5.09.2010

My Mother Tongue.

It is somewhat of a Mother’s Day tradition for me to come back up home and help my Mom plant flowers. Much like the baking and decorating of Christmas cookies, I seem to be the only kid interested in helping with such work. I don’t mind though; these are memories that belong to Mom and me. When you’re nearing 30 and you have two younger siblings, Mom & Me memories are hard to come by.

My mom was a nurse for many years. This simple fact paints much of what I remember about my childhood. Staying home sick from school usually meant going with Mom to the hospital where empty beds were made available for employee’s sick children. I remember cuddling up in the large hospital bed and watching television. Nurses came by to check on me and take my temperature all day until my mom’s shift was over.

When I was older, I volunteered weekends and summers as a Candy Striper. I delivered flowers to patients’ rooms, took others to X-Ray, wheeled mothers with their new babies out to the curb where new fathers fumbled with car seats. The hospitals I see on television shows scare me; the hospital I grew up in was, in a way, as familiar as the church we attended or the stretch of highway between school and home.

Mom hasn’t worked at the hospital for a long time. She travels the country for a pharmaceutical company now, educating nurses and doctors about how to treat cancer patients. Indications of her many years spent on the ground still show, though. Yesterday when I asked how I should open a large bag of soil, she suggested laying it on the ground.

“I usually cut it open like I would an autopsy,” she said, matter-of-fact. “Cut it once long-ways and then once across the middle.”

Yiiiikes,” I thought to myself. “That is quite a description.”

I also noticed that she still uses nurse-speak on things as banal as the grocery list. She writes a C with a line over it to mean “with.” She leaves notes about H2Oing the plants while she’s away. Medicine is not a language that I speak, but it is one that I certainly understand.

And yet the concept of Mother Tongue extends far beyond linguistics. Mother Tongue is, in so many ways, the way a mother sees the world and how her children learn that example second-hand. My mom will spend hours on the phone helping someone who has just been diagnosed with cancer. These candidates for help can be anyone: a woman behind her on line at Sears, someone from church, the mother of someone I know.
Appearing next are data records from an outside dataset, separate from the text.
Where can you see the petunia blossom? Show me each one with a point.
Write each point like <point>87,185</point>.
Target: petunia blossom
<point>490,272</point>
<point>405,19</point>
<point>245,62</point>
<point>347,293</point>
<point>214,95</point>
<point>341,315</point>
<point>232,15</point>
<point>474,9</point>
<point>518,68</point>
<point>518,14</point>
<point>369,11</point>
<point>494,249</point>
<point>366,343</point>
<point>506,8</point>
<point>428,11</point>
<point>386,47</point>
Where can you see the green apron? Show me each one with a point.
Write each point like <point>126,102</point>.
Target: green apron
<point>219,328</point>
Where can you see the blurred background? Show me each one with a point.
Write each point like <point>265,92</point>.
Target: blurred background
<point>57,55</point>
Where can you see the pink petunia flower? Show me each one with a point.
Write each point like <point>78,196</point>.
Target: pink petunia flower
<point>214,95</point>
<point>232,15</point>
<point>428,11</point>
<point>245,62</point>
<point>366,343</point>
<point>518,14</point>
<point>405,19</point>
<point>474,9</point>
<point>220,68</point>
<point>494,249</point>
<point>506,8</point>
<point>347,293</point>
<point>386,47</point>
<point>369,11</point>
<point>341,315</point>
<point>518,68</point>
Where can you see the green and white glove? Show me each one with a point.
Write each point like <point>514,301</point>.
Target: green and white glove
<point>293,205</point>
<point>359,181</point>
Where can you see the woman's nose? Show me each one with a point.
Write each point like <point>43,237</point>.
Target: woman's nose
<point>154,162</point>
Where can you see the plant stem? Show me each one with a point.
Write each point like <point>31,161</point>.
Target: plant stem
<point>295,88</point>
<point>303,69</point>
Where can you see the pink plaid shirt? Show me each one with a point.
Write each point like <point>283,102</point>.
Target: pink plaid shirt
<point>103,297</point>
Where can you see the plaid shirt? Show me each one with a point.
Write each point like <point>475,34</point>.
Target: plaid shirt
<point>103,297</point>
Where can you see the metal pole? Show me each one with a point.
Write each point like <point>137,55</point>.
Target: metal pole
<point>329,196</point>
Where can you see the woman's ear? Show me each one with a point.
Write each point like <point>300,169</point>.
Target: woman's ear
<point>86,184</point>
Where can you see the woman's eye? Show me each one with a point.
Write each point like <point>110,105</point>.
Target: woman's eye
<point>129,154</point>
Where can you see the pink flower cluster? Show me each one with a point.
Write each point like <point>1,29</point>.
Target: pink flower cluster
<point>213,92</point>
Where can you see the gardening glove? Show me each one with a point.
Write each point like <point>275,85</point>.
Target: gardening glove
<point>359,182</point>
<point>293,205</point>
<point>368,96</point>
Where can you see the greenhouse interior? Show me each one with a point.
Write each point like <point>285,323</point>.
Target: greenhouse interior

She brings pamphlets to recently diagnosed friends and talks my great aunt through biopsy scares and radiation scars. Cancer is the unknown. My Mom makes it less frightening.

It occurs to me that I have picked this up from her as well. Not so much the cancer knowledge (though I admit to having some basic knowledge of the drugs and treatments related to the disease). Last weekend I spent over an hour talking to a young woman headed to live in France for the first time. She randomly ran into my brother in Washington and within a minute he suggested talking to me for tips and advice. “Holy crap,” Chris said when I hung up the phone. “That was a long conversation!”

In the world of everyday people, living abroad is unknown. I like making this experience seem less frightening. The young woman thanked me at the end for taking the time to talk with her and I insisted it was totally my pleasure.

What can I say? I speak my Mother Tongue.

Happy Mother's Day, Mom. I'm a nicer person because of you.